Leia também: Escola, trabalho, saúde: pesquisa inédita revela a realidade da população trans de SP
— Mudou muito desde que nasci para cá. Antigamente era melhor do que agora, mais seguro. Antes tinha segurança, não tínhamos medo da polícia como temos hoje. Essa é a realidade. Antes mesmo do que aconteceu já tínhamos essa sensação. Sabemos bem como é a polícia na periferia. E o pior: muitas coisas acontecem e o povo não fala, vê e não fala, porque tem medo. Medo. Eles vão coagir. Essa é a realidade. E eles fazem e ficam impunes. Vou te falar, começou essa descrença na polícia porque eles, que são para socorrer, não socorrem. Se eu te contar que teve uma confusão uma época atrás, há uns dois meses, você não acredita. Minha cunhada chamou a polícia e sabe o que o policial disse? Vi porque estava lá fora: “Cada quem que faça a sua segurança. Eu estou fazendo a minha, só olhando, porque daqui a pouco eu vou embora”. Foi o que falou para a gente. Minha cunhada não acreditou.

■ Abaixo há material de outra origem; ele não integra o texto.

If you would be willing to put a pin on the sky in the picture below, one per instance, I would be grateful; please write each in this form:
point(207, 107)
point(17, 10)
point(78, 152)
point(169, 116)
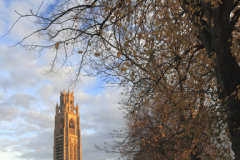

— Tem certa hora que não saio mais para a rua. Se estou trabalhando, estou aqui porque é trabalho. Quando acabar, vou direto para casa. Estou fazendo minha segurança, vocês façam a de vocês”. Falou assim para a minha cunhada. Fiquei… Acredita nessa?! A própria polícia falar isso para você. Liga, pede socorro, e cadê? Por que chama? Cada quem faça sua segurança. Foi isso o que eles falaram. Vai confiar? No caso da Laura, porque a polícia, quando viu a confusão, não parou para socorrer? Passaram direto — lamenta Zilda, seguida pela filha.
— Eu nunca tive problema com a polícia antes. Nunca imaginei. Só comecei a perceber que polícia é contra as trans porque, quando saíamos de carro e passava a polícia, ela falava um nome, que esqueci. E, realmente, você via que, quando passava a viatura, eles olha vam para o carro diferente. Desde de que a Laura se assumiu teve problema com a polícia, não tinha sido a primeira vez. Teve uma época que bateram nela, antes disso. Não sei direito, mas tinha polícia no meio — emenda Rejane. — Não encontramos nenhum deles [dos envolvidos na morte de Laura] ainda. Eita que vontade, que sonho… Dói muito, viu? O jeito que minha mãe e meu padrasto estão… — diz, às lágrimas.
Seis anos depois, a data para o júri popular dos cinco réus ainda não foi definida. O julgamento por homicídio doloso (quando há intenção de matar) foi adiado duas vezes. Os acusados respondem em liberdade.
Já os policiais militares foram demitidos da corporação em dezembro de 2016, conforme publicação no Diário Oficial do Estado. Em abril deste ano, o Estado de São Paulo foi condenado a pagar R$ 50 mil de indenização por dano moral aos pais de Laura. Na sentença, o juiz Kenichi Koyama atendeu parcialmente ao pedido da Defensoria Pública, reconhecendo que os PMs Ailton e Diego foram negligentes na abordagem e cometeram fraude processual ao mentirem em depoimento, mas que não seriam os responsáveis diretos pela morte da jovem, já que o laudo médico identificou que ela morreu por traumatismo craniano e não por disparo de arma feito por Ailton, que a atingiu no braço.
Zilda contou, na semana passada, que estava revoltada com a decisão. “Não tem valor que pague pela vida da minha filha, eu não consigo tê-la de volta, mas o Estado precisa responder pela morte dela. Não tem cabimento uma decisão dessa. O Estado também matou minha filha”, lamentou.